FWIW, my biopsy path report said my tumor was grade 2 and 0.8 cm. Initially my docs said that I may be a candidate for chemo because I was young (46). The final path report showed grade 1 and 0.5 cm. My MO disrecommended chemo based on size and grade. (I also had very wide clean margins and clean nodes, no micromets) She even disrecommend oncotype, so I don't have a score. (I believe the test has 0.6cm as a minimum size, but I can't find it on their website.) She strongly recommended tamoxifen because I'm higher ER+. I also did rads. So one option is to consider your total Tx plan. Also, I'm a few years older than you and appear to be in peri-menopause now. My MO said my risk of recurrence would be lower if I were post meno so in cancerland, early-ish menopause can be your friend! So just an FYI there are a lot of factors. (this might seem completely off-the-wall but some young women choose to remove their ovaries to reduce their risk. Probably won't be recommended for you but FYI)

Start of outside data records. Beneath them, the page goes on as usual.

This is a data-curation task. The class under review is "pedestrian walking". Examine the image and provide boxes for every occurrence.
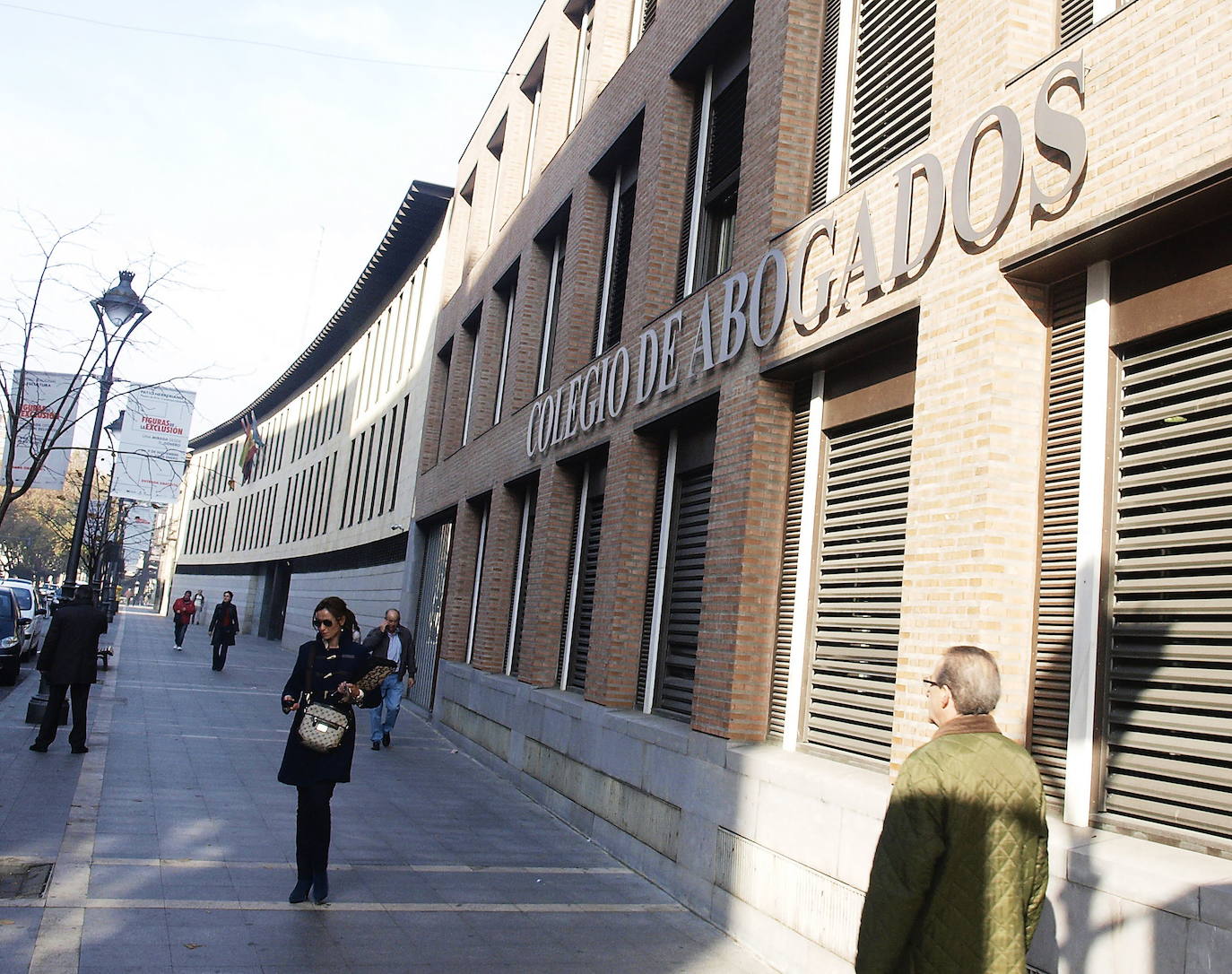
[210,592,239,672]
[171,589,197,649]
[855,646,1048,974]
[30,586,108,754]
[279,596,379,904]
[363,609,415,751]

I agree that this is an educated guess. So much of cancer Tx is based on statistical analysis. My sense is that very small tumors are less commonly detected so there is less statistical data to go on, for any cancer Tx and possibly oncotype specifically. Some studies group all Stage 1 patients together but in terms of tumor size by volume, there's a big difference between a 0.5cm tumor and one that's 2 cm. So it can be harder to make an educated guess.
Don't forget you can get a second and third opinion. Your insurance usually pays. Good luck. I found this whole waiting-to-decide-chemo to one of the most stressful periods of this "journey."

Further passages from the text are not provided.